Uzun süredir düşünüyorum. Yani ben bu kadar süredir Türkiye'de yaşıyor ama kendi ülkemi anlayamıyorsam yabancıların anlamamasına şaşırmamak gerek değil mi? İdris Küçükömer'in yaşadığı kafa karışıklığını birkaç on sene sonra ben yaşıyorum. Sonunda çözdüm gibi ama. Aydınlanma anı TCDD'nin (şaka gibi bir kurum bu arada) web sitesini incelerken geldi. Türkiye'de bence komünizm'in en kötü şekli ile kapitalizm'in en kötü şekli uygulanıyor. Bunu bir örnekle açıklayayım. Her sene bayram/seyran/tatil zamanları otobüs firmalarına insanlar akın ediyorlar ve bilet almaya çalışıyorlar. Otobüs firmaları da biletlerinin ücretlerini yükseltiyorlar ve bir kısmını (normalden daha büyük bir kısmını) kendi tanıdıklarına ayırıp satmıyorlar. Sonuçta benim gibi birçok insan bilet bulamıyor veya bulabilenler de normal ücretten fazlasını vermek zorunda kalıyorlar (bu karaborsaya benziyor ama fark şu ki bunu seyahat firmaları yapıyor). Bu durum kapitalizmin başkenti ABD'de bile olmayacak birşey. Denetleme ve düzenleme adına hiçbir şey yok. İsteyen firma istediği gibi at koşturuyor. Bunun yanında serbest piyasa da işlemediği için, yani bu duruma dur diyecek bir seyahat firması kurmak isteyenler için şeffaf bir süreç bulunmadığı için (ne rantlar dönüyordur var ya) rekabet de olmuyor.
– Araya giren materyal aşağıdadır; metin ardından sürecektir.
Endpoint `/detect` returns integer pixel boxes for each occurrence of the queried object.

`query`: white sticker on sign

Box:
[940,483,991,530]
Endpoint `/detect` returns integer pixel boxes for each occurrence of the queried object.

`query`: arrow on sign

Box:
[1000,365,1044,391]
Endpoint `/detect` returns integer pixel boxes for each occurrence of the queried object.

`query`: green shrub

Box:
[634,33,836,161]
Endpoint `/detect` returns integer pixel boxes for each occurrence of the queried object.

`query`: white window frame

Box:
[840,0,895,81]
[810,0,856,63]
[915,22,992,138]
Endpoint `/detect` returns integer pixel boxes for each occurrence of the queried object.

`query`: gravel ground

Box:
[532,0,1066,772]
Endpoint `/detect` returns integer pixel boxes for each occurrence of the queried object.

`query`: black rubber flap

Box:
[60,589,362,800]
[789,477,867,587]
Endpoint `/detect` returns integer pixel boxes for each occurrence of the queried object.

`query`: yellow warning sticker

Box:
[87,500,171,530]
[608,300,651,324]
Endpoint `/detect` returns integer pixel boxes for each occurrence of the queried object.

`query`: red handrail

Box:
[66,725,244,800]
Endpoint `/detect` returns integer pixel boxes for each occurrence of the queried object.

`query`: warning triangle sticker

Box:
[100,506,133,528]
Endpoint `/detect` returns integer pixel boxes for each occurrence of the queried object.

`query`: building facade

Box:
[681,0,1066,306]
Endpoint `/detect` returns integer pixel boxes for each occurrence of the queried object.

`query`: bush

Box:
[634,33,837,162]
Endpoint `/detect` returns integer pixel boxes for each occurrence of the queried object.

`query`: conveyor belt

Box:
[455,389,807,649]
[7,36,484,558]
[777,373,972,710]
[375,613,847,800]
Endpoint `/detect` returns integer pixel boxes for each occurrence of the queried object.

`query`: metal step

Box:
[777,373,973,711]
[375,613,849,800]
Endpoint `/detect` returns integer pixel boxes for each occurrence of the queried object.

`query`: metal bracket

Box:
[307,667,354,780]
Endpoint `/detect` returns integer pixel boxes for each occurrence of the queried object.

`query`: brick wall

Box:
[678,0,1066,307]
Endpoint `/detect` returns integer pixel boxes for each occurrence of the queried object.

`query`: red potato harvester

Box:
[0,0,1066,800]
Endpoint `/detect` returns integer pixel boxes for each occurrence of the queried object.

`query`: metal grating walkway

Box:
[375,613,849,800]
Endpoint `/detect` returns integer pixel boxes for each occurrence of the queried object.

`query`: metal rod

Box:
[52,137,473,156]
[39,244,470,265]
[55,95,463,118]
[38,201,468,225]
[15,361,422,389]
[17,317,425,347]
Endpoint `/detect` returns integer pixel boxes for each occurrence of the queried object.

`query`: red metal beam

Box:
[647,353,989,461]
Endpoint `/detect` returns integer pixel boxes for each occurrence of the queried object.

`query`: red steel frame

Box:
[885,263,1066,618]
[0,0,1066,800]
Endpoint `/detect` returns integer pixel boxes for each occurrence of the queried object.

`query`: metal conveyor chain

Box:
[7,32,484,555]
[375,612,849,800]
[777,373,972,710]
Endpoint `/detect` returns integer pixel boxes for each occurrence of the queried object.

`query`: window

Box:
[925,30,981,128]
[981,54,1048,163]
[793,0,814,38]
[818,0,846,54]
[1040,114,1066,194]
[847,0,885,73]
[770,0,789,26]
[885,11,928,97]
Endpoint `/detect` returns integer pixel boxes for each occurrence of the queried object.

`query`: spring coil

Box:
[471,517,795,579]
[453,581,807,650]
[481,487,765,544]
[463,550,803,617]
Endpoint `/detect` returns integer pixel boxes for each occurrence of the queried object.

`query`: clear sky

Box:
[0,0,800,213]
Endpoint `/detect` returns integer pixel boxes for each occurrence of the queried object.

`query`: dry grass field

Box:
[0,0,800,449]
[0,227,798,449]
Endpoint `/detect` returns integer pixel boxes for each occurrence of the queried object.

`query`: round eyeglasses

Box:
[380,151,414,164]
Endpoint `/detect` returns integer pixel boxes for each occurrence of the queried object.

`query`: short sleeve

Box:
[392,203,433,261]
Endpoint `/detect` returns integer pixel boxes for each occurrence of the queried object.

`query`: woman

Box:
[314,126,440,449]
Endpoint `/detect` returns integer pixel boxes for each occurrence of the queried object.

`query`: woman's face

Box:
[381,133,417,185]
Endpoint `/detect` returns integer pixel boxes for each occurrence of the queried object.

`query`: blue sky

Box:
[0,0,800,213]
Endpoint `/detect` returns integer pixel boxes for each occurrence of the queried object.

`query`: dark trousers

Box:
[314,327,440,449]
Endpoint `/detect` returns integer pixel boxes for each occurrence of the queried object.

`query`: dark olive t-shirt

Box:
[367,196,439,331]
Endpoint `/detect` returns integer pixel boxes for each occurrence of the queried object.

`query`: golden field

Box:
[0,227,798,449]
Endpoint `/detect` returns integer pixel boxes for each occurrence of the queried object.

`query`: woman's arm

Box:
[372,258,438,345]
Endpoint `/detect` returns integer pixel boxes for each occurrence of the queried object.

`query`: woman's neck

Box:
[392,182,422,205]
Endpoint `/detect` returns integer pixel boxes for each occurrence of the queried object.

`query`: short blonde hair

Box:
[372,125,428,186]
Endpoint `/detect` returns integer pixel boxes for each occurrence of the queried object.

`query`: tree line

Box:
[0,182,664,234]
Bu saçma sapan kapitalizmin diğer tarafında ise devletin komik devlet demiryolları var. Web sitelerine Internet Explorer haricinde girilmiyor, saçma sapan arayüzleri kullanmak zorundasınız. Yani neden 10 sene önceki arayüz prensiplerini kullanmak zorunda kalayım ki? Pes edip sonuna kadar gittiğinizde ise örneğin Mersin gibi bir şehre direk tren bileti satın alamayacağınızı, aktarma yapacağınız Adana'nın ise 11 saat sürdüğünü görüyorsunuz. Biraz gelişmiş tüm ülkelerde tren daha hızlı bir ulaşım aracıdır ama bizde neredeyse otobüsün iki katı zamanda gidebiliyor.

Bu da komünizmin en kötü şeklini temsil ediyor. Rant, dalavere, torpil ile göreve getirilen insanlar, yeteneksiz yöneticiler ve bunu çekmek zorunda olan insanlar, yani biz.